Saturday, October 25, 2014

Wolf (2nd time)

The boat starts sailing at 3am from Darwin to Wolf. The sea is rough and we jump up and down. I wake up and start wondering where did I leave my cameras and how secure they are. I go up to the living room and find both of them after a search. I put them in a secure location. I find it hard to sleep again, and read a bit before I fall asleep.

I wake up at 5:45am just as we stop next to Wolf. Outside the sky is totally gray and there light rain. At 6am the bell rings and we start getting ready.

Dive #1: Shark bay

We return to the same site we were in two days ago. This time the dive feels much more comfortable. Just as we go down William spots an eagle ray, but it swims away before I manage to photograph it. 

There is some current and we spend time watching the flow. The visibility is worse than last time, but the sharks do close flybys. 

There are amazing amounts of moray eels between the rocks. We also see some lobsters peeking from their hiding places.

William shooting a large morey eel

When we get out to the blue we do not see much, but let the current take us. As we return to the slope we encounter a large eagle ray. All the photographers jump on it, and I decide to let it be.

We get closer to the rocks. Here the swell is pronounced, taking us and the fish back and forth few meters in each direction. Few sharks pass by. 

We return to the ship and eat breakfast. While we eat we see the panga driver going over toward few fishing boats that anchor in our cove. After some transactions he returns with two fish from the tuna family.

Dive #2: Landslide

We return to the water. Here the current is not as strong, and we gently drift with it over the rocks. 

William points to a large sea horse hiding between the rocks. 

Again we get close up with some hammerheads. 

I am a bit up from the group toward the rocks, and finally get a chance to photograph an eagle ray without fighting for position.

It is almost the end of the dive, and we encounter a pair of Galapagos Sharks patrolling along the rocks.

A turtle goes by signaling the end of a nice dive. During the ascent we meet more fish.

We finish the dive in a jovial mood. The panga ride is rocky and long, as the boat moved to anchor on the other side of the island. We encourage the driver to go faster over the waves, and I lean back to taste wave as though this was a sailboat.

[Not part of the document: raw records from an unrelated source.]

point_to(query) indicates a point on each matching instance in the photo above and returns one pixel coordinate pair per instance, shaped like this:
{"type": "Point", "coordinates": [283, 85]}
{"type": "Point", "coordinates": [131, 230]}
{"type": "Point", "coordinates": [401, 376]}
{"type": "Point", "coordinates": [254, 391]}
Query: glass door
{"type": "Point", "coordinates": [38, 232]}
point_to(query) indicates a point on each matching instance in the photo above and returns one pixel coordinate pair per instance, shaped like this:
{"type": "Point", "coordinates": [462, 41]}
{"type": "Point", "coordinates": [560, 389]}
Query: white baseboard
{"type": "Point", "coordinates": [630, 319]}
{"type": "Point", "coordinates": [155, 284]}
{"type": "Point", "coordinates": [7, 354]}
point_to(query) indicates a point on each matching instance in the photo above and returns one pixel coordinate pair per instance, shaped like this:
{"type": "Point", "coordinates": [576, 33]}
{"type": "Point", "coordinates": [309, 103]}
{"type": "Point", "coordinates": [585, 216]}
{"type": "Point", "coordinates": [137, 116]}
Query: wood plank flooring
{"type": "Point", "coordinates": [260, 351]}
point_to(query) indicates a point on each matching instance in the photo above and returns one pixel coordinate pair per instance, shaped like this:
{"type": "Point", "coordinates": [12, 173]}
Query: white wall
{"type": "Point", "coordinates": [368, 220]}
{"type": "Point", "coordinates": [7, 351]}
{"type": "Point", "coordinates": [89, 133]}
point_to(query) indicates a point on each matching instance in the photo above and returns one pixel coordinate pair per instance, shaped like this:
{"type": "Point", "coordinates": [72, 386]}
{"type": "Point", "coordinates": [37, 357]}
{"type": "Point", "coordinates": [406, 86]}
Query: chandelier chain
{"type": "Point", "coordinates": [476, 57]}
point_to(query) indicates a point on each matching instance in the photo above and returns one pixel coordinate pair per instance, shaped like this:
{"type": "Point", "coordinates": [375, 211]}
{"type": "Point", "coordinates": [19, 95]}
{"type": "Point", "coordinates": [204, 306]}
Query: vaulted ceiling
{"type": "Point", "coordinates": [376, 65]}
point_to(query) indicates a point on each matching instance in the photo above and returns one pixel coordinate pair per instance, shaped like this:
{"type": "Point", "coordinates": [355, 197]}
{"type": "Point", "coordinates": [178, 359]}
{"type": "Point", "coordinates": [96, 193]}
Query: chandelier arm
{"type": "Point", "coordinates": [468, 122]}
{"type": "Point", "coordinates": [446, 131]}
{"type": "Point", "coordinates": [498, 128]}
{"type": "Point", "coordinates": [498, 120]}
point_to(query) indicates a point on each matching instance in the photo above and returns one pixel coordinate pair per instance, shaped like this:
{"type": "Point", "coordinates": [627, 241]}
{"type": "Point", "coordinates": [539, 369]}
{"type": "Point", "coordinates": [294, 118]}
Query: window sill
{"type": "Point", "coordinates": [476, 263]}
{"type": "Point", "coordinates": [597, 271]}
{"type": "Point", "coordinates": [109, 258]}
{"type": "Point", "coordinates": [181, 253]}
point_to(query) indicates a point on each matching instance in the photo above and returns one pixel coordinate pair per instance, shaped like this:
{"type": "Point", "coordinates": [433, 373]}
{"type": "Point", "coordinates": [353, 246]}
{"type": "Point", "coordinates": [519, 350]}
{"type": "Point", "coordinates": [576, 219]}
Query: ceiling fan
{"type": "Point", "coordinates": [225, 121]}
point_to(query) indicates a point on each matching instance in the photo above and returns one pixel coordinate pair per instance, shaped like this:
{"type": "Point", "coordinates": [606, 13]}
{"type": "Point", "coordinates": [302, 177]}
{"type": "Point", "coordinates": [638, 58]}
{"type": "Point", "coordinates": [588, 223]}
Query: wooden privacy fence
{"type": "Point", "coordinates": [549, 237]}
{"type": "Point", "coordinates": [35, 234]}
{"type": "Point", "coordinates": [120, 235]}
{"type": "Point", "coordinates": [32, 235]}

Usually after the dive there is some fresh fruit waiting for us. This time, however, we are greeted by a plate of fresh tuna sashimi. Yum! The crowd calls for more, and the chef sends out another plate.

Dive #3: The Caves

This is our last dive at Wolf. In the original briefing, when we arrived here three days ago, William described it as less exciting. 

The dive starts with floating along a steep wall of rock. The wall is decorated with colorful algae and corals.

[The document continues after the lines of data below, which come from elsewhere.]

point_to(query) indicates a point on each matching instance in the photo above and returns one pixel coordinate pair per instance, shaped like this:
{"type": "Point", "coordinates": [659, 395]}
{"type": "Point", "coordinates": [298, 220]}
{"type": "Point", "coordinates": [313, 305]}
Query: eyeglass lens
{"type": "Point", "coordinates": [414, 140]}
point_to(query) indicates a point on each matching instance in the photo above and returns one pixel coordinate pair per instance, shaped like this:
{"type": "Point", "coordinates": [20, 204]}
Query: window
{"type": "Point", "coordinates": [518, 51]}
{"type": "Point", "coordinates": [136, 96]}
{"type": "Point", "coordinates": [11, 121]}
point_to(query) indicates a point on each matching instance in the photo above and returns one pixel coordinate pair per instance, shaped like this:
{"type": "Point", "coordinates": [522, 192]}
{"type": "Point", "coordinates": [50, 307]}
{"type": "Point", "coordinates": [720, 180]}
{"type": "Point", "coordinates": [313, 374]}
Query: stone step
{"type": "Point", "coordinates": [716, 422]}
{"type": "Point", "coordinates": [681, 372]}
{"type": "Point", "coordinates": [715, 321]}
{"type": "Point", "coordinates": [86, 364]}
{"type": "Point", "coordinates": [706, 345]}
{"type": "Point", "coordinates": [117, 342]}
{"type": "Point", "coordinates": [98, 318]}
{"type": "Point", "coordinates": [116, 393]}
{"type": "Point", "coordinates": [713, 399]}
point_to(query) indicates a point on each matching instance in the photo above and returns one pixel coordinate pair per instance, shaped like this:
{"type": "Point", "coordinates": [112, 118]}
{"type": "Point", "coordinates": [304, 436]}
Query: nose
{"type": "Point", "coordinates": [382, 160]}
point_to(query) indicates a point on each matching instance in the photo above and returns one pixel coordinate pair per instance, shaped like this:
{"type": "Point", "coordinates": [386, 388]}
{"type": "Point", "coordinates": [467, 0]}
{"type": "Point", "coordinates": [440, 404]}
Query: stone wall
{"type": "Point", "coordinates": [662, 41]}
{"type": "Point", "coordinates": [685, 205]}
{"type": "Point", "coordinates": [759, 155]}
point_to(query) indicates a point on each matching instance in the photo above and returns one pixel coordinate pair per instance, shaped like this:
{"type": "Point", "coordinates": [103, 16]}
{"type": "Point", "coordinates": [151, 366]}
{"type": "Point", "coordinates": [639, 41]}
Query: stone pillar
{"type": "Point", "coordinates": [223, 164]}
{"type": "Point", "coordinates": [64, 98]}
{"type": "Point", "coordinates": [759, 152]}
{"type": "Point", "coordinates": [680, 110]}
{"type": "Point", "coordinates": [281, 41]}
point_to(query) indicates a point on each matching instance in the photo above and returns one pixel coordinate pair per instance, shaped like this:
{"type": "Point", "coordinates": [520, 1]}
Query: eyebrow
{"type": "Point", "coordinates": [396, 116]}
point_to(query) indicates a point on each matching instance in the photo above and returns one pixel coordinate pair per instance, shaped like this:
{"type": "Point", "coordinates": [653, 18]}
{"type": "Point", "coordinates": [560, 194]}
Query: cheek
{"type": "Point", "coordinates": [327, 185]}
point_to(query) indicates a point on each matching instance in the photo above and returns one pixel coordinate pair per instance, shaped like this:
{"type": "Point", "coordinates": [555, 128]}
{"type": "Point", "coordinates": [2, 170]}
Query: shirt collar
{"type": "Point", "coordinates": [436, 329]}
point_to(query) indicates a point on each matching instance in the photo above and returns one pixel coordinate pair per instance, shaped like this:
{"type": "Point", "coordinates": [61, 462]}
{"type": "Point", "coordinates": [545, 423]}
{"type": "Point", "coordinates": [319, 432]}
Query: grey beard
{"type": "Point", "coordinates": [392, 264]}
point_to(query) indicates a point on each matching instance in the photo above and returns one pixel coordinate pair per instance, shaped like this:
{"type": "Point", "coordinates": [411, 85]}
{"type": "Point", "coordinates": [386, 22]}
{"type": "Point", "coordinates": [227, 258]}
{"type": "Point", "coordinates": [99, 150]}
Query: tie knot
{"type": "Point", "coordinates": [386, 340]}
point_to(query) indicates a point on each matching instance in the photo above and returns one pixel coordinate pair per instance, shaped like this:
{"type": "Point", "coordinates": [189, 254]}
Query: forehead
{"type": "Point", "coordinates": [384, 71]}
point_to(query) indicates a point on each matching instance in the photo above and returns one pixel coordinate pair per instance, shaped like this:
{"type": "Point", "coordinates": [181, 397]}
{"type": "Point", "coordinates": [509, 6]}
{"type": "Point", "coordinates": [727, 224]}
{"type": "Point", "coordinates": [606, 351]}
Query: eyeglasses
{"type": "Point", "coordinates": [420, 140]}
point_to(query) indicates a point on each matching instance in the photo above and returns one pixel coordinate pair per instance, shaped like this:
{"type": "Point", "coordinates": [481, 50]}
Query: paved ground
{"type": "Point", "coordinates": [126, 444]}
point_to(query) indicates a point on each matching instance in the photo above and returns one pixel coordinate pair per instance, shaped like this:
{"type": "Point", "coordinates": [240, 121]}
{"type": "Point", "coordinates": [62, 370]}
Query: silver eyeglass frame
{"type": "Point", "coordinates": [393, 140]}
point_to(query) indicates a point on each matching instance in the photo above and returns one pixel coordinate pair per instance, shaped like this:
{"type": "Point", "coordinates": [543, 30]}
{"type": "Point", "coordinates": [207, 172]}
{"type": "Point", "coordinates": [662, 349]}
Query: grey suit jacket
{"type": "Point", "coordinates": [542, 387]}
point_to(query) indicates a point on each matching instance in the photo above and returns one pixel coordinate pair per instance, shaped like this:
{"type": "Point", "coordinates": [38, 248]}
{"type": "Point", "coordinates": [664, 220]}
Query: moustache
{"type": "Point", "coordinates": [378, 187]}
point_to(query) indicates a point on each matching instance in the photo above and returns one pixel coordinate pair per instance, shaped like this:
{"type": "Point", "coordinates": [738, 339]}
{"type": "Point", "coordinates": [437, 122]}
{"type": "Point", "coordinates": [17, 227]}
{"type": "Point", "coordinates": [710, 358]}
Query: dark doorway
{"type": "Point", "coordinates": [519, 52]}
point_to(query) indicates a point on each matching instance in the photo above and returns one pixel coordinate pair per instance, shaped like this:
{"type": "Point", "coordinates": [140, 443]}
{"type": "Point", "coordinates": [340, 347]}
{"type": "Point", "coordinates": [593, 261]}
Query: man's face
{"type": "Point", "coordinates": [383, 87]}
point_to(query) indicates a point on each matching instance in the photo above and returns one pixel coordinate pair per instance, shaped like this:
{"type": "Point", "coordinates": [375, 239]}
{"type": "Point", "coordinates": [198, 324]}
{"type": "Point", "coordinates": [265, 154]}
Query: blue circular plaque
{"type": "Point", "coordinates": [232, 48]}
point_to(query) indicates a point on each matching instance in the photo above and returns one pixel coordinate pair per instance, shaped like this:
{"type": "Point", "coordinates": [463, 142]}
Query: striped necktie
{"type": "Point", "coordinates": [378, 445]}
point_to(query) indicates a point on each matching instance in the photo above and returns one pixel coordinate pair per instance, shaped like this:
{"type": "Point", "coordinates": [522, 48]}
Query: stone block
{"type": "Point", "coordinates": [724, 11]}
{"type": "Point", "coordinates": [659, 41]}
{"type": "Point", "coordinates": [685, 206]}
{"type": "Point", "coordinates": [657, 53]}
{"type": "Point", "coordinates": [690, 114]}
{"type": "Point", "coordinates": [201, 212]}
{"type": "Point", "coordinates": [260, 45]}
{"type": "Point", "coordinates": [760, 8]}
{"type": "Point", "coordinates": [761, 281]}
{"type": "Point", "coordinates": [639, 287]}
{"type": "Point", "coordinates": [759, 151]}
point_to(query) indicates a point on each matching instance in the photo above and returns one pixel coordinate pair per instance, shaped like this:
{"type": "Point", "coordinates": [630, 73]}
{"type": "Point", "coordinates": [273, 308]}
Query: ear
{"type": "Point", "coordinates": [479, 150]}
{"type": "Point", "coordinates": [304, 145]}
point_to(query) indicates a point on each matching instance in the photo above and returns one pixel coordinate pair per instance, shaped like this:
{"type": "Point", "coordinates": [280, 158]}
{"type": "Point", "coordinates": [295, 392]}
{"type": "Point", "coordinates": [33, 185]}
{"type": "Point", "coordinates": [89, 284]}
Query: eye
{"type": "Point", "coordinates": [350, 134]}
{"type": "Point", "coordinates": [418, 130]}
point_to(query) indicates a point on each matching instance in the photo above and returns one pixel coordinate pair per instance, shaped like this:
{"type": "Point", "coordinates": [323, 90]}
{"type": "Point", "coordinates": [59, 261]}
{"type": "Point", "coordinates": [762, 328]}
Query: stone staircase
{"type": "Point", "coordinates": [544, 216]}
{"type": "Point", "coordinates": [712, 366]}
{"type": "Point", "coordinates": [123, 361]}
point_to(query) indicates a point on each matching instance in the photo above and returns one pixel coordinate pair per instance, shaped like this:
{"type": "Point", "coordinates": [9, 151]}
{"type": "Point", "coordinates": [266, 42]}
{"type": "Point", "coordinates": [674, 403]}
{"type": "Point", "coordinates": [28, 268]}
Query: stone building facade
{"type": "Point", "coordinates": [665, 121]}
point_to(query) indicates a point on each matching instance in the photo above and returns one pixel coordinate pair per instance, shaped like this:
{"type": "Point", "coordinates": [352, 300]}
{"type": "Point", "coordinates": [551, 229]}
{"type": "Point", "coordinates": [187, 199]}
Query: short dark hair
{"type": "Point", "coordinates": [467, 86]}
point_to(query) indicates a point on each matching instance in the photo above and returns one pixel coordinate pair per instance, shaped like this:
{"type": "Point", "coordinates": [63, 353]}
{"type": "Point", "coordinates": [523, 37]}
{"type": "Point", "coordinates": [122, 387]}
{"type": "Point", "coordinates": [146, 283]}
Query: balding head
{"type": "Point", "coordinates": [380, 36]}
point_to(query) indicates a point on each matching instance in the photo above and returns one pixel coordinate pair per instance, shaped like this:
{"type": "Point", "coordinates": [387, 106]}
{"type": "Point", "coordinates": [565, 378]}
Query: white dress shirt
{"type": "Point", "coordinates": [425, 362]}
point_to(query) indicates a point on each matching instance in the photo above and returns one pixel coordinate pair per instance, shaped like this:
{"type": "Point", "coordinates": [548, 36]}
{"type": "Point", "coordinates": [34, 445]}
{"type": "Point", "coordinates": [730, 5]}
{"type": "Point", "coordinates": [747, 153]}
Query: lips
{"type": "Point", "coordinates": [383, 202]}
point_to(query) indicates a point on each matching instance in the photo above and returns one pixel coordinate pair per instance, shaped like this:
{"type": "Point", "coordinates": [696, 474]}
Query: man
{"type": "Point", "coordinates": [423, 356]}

We reach a small “two story” cave. William takes us through the lower opening and upward to the upper opening. The cave provide setting for silhouettes.

We reach another cave. This one provide a passage through. 

We continue along the wall with schools of fish above us. We are in a large concave region of the wall. Given few years (thousands?) it will become a large cave. 

A sea lion passes among us. As with previous encounters, this one surprises us. 

I am floating a bit further out from the rock while everyone is searching for the sea lion. Suddenly I see a large hammerhead passing almost above me. The camera settings are off, but I manage to capture few reasonable shots.

William leads us to another cave, more of a large cavern with sandy bottom. At one of the corner a white-tipped reef shark is resting. On our approach it steers up and escape to search for an undisturbed spot.

By now my air is low, and I am not the only one. We descend to safety stop level and move away from the rock wall. I conclude it was a cute dive all in all, and a great conclusion to our Wolf/Darwin dives.

Back on the boat, this is a great time to go for a hot Jacuzzi as the boat starts the long journey back toward the main islands. 

We have a long afternoon ahead of us. At one point dolphins join us, surfing ahead of us. I try closeup from the stern, with limited success.

The clear sky from earlier in the day turned into a mass of gray clouds. We couldn't see the sunset, but we did see a "bar code' pattern it left in the sky.